The surface of my wall is textured and I live in an old apartment in San Francisco (I have rent control so it was probably built before 1979).

I've given up looking for a stud and just use wall anchors instead, but it doesn't look like my wall is hollow so the anchors probably won't even come out the other side. What kind of wall do I have, and given the thickness, can I just use the screws by themselves to hang up the mirror?

Wall Hole A (hit wood) Hole B (no wall cavity) Hole C Hole D (no wood)

  • "9" to the left of that" should be an empty cavity unless there is blocking. Your outlet is ( should be ) mounted to a stud, ( one side or the other of the outlet ). Measure over 16 inches from that stud and drill a small hole there to see if you hit a stud. Studs should be 16 inches apart on center. ( the center of one stud is 16 inches from the center of the next stud )
    – Alaska Man
    Apr 2, 2020 at 21:25
  • @AlaskaMan So I bit the bullet and just kept drilling to see what would happen. I came out of the other side. It looks like my wall is some sort of drywall/plaster/concrete all the way through, with some weird metal wire mesh thing inside it. The wall is about 2" thick. Can I just mount the mirror with screws?
    – Aiden
    Apr 2, 2020 at 21:47
  • Any way you can take some pictures showing the holes and metal mesh, etc?
    – gnicko
    Apr 2, 2020 at 22:42
  • @GregNickoloff Added pictures!
    – Aiden
    Apr 2, 2020 at 23:47
  • Now connect all the dots and see what you get. :)
    – Alaska Man
    Apr 3, 2020 at 18:56

2 Answers 2


I would use expanding plastic screw anchors or wooden dowels.

I've used solid wall anchors such as this many times over the years and they provide secure attachment when installed properly. You need to drill a clean, precisely-sized hole in the wall to hold the anchor. The size/depth of the hole is specific to the anchor.

When a screw is introduced into the anchor, the screw causes the anchor to expand and compress against the inside diameter of the hole enough to provide a strong connection.

plastic solid wall anchor This is just one example, there are many variations on this. For example, to use the anchor pictured, you need to drill a 1/4" hole 1" deep and insert the anchor. Then use a #12 or #14 screw. These would provide plenty of holding power for a 30# mirror assuming you used a few anchors to support it and prevent any movement of the mirror, etc.

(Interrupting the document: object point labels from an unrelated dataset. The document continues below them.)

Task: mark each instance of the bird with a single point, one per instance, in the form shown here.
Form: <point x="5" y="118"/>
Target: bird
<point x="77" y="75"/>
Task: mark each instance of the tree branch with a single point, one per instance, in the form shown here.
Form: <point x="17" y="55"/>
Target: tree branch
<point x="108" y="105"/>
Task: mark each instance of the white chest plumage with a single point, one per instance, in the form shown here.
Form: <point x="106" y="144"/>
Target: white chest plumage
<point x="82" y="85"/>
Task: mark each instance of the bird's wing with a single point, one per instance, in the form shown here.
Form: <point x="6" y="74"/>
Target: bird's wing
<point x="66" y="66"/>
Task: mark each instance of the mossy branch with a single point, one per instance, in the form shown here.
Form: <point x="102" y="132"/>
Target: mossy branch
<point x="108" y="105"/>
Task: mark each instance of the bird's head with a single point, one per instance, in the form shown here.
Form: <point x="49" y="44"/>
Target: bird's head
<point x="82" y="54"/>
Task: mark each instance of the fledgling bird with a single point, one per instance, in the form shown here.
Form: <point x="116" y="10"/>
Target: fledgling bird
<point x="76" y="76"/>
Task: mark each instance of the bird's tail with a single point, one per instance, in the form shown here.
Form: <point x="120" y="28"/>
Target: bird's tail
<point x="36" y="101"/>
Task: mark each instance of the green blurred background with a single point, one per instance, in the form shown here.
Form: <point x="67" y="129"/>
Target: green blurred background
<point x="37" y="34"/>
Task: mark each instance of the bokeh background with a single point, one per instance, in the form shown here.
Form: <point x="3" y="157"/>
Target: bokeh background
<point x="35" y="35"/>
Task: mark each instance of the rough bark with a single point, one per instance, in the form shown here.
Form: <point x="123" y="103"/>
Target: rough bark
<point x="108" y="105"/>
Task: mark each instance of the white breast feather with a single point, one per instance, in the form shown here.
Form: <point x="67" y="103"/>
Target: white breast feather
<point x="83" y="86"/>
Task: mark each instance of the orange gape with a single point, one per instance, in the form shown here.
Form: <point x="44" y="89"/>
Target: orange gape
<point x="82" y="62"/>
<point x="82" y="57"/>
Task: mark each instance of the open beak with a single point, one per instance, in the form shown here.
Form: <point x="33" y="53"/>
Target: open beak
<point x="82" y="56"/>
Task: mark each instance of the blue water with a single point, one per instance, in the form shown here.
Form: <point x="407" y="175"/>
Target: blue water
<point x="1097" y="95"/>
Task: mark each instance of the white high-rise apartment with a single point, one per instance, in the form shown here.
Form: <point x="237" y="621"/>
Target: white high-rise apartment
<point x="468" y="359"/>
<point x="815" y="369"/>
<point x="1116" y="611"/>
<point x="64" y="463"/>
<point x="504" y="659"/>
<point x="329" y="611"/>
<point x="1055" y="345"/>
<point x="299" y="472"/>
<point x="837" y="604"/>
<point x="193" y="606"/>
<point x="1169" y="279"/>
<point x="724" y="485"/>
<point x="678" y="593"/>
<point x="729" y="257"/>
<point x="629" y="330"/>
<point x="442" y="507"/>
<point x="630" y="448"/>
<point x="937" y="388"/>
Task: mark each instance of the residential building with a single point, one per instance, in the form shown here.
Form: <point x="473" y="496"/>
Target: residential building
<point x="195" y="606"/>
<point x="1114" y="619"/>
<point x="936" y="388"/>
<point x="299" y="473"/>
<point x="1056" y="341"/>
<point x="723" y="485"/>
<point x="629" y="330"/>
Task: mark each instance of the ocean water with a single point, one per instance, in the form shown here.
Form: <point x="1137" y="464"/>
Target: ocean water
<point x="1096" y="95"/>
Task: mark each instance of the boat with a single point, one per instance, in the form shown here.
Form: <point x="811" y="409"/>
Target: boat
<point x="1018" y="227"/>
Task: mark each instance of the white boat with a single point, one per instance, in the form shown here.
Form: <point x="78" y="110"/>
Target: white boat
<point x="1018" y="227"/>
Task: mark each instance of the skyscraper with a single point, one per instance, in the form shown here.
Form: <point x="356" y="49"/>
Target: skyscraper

Another alternative would be to use a short piece of similar diameter wood dowel in the same manner. I do think the plastic anchors work better than dowels, but I only have anecdotal evidence to support this. On the other hand, I've seen dowels in used and they seem to have been perfectly secure in situations similar to yours for many, many years.

  • Thank you! May I ask why a straight anchor instead of a threaded anchor? Wouldn't the threads provide more "bite" in addition to the anchor expanding when the screw is inserted?
    – Aiden
    Apr 3, 2020 at 15:06
  • I think there's a danger that the threads cutting into the plaster would crumble the plaster and may cause the hole to deteriorate and thereby making the anchor less secure. I think the threaded anchors are better for masonry applications where the substance is more resilient. I've used these plastic anchors many times and they hold really well in plaster walls.
    – gnicko
    Apr 3, 2020 at 15:19

For a 30 pound mirror i would not use just screws into plaster and lath.

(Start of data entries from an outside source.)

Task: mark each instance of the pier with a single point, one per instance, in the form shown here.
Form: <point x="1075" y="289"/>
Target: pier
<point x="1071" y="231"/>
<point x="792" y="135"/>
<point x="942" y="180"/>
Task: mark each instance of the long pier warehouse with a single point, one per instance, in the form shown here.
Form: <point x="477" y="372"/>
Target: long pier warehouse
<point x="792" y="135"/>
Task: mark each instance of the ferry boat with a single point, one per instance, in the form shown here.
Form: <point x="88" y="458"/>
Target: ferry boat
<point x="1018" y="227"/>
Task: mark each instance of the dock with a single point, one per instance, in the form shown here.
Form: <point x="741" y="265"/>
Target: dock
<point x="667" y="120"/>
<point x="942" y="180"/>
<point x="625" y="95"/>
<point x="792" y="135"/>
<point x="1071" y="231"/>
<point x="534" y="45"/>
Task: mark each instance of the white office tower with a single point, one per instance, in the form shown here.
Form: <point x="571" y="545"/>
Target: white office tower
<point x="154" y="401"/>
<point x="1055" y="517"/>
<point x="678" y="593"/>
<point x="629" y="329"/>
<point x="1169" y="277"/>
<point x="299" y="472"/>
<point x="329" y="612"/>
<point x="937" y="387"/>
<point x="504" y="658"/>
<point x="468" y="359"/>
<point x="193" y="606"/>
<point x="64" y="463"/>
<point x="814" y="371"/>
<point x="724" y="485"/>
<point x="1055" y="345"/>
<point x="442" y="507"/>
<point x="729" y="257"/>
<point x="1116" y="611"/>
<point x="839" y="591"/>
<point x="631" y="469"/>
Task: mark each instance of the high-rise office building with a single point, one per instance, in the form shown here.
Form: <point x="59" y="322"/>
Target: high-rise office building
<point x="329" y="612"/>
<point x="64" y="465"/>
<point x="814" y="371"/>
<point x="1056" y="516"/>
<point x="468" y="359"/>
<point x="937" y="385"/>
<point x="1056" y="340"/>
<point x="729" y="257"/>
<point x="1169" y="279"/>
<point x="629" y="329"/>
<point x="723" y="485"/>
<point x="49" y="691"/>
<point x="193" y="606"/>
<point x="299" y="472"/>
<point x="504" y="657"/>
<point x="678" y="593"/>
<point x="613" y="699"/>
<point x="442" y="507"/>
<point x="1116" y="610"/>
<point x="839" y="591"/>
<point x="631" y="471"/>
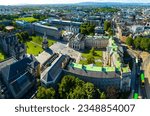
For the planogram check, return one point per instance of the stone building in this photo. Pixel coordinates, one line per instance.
(11, 45)
(77, 42)
(49, 30)
(19, 75)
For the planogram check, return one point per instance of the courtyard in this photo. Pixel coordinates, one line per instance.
(35, 45)
(2, 55)
(91, 58)
(28, 19)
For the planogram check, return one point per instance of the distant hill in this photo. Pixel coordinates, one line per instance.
(112, 4)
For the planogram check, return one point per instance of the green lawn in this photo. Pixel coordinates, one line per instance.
(35, 45)
(38, 40)
(98, 56)
(28, 19)
(33, 48)
(2, 55)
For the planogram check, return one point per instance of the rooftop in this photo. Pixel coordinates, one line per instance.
(98, 69)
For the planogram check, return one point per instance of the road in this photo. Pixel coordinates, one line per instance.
(135, 80)
(146, 68)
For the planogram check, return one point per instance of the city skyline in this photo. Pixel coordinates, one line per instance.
(16, 2)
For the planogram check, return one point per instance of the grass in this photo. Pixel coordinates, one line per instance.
(35, 45)
(38, 40)
(2, 55)
(33, 48)
(28, 19)
(97, 56)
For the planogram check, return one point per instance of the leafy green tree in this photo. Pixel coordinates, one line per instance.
(18, 35)
(112, 93)
(44, 93)
(73, 88)
(77, 93)
(66, 84)
(107, 25)
(90, 90)
(90, 59)
(87, 29)
(110, 31)
(92, 51)
(144, 45)
(137, 42)
(102, 95)
(129, 41)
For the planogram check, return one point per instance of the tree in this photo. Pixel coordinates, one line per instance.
(44, 93)
(90, 90)
(73, 88)
(110, 31)
(112, 93)
(87, 29)
(92, 51)
(107, 25)
(18, 35)
(102, 95)
(77, 93)
(137, 42)
(67, 83)
(144, 45)
(129, 41)
(90, 59)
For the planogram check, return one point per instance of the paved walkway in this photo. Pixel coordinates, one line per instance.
(36, 44)
(146, 68)
(58, 47)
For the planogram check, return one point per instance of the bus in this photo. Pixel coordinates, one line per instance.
(142, 79)
(135, 95)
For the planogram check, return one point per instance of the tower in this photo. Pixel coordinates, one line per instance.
(45, 42)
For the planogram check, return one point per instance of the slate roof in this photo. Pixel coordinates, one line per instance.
(12, 71)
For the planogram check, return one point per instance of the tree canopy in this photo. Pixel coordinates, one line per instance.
(129, 41)
(87, 29)
(73, 88)
(23, 36)
(45, 93)
(142, 43)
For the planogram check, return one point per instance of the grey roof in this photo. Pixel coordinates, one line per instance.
(16, 69)
(94, 74)
(6, 62)
(52, 72)
(22, 83)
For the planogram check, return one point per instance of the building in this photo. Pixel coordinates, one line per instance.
(11, 46)
(77, 42)
(45, 42)
(98, 42)
(80, 42)
(102, 77)
(115, 73)
(19, 76)
(49, 30)
(52, 73)
(99, 30)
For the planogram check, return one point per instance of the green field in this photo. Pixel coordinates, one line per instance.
(38, 40)
(33, 48)
(2, 55)
(98, 56)
(28, 19)
(35, 45)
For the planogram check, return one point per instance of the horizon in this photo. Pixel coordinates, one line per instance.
(36, 2)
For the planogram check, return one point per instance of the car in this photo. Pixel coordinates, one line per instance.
(2, 91)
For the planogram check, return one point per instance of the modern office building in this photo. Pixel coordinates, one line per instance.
(53, 32)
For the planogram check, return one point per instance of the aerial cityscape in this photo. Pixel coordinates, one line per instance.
(75, 50)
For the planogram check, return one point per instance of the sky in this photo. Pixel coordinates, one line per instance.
(16, 2)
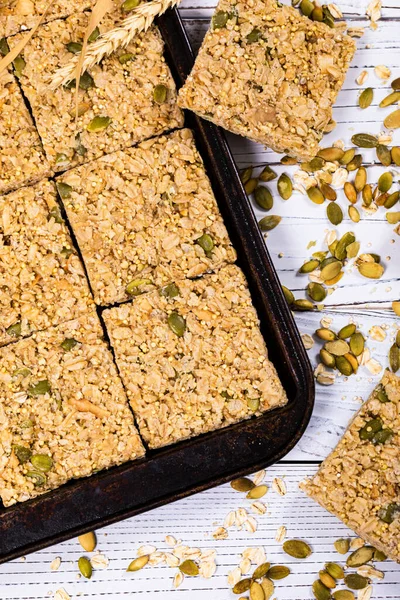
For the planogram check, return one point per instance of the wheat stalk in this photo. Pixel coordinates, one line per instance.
(119, 37)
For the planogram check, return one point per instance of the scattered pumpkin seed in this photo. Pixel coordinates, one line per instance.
(85, 567)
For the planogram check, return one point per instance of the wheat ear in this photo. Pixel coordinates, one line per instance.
(119, 37)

If your wall is as you state in the comments then i would use My favorite Toggle anchors

They are very strong and have a beefy machine screw.

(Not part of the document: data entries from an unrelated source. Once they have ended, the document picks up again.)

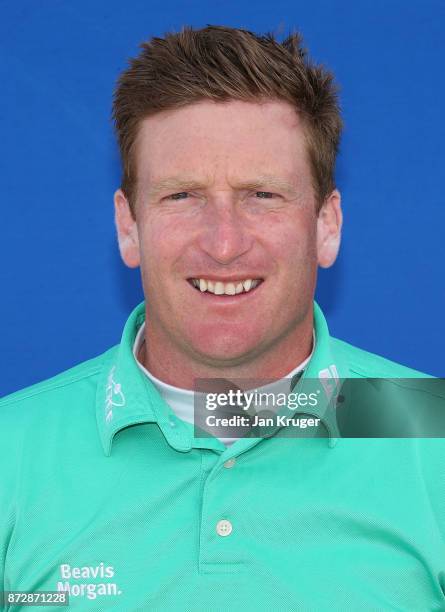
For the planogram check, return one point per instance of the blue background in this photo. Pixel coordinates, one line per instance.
(66, 294)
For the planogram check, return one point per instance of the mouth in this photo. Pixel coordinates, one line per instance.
(222, 289)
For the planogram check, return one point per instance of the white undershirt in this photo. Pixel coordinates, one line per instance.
(181, 401)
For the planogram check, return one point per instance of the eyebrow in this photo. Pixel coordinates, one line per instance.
(184, 182)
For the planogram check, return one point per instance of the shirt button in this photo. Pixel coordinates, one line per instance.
(224, 527)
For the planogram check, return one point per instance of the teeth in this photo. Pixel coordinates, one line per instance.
(220, 288)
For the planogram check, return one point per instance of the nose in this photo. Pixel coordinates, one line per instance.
(224, 235)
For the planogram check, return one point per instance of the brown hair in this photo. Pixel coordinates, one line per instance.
(220, 63)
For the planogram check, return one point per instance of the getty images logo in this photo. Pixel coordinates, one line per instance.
(113, 395)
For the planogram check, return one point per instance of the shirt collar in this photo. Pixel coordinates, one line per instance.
(126, 396)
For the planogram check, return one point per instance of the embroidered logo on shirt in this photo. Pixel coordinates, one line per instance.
(113, 395)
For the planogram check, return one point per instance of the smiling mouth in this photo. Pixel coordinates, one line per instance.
(221, 288)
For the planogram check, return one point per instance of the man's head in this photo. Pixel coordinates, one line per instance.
(228, 143)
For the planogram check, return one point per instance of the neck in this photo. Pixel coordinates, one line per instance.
(181, 367)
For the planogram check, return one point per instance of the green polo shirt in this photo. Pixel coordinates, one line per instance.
(106, 493)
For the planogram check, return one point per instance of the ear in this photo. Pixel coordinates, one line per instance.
(127, 232)
(329, 224)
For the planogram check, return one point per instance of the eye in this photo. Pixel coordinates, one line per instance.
(265, 195)
(176, 196)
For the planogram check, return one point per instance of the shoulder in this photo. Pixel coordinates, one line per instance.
(364, 364)
(59, 388)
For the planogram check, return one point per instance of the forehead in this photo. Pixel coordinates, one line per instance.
(212, 139)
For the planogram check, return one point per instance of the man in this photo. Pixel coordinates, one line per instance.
(228, 205)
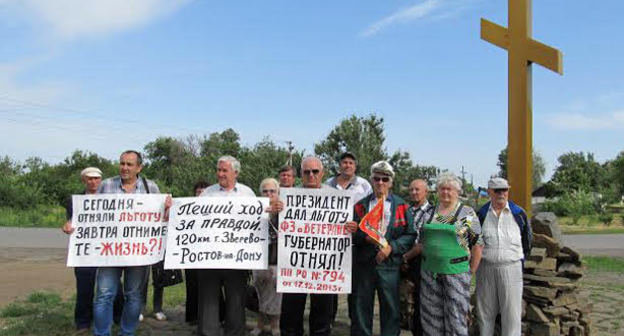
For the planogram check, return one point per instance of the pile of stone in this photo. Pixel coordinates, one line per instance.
(552, 304)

You will need a 1/2 inch drill bit. You drill the hole, collapse the anchor, slide it into the hole, snug up the wall tab and break off the excessive part of the tabs, then just thread in the machine screw.

There needs to be enough room in the cavity of the wall for the anchor to go in and make its turn.

If your wall is plaster and lath there is a possibility that the back side where the toggle will be sitting against is not flat, this would cause the toggle to not be straight and aligning the screw to thread in may be problematic.

Here is short but informative video on how to install.

  • There's no wall cavity...(see pictures) :'(
    – Aiden
    Apr 2, 2020 at 23:48
  • @Aiden You added the photos after i posted my answer. I am glad you received the correct answer.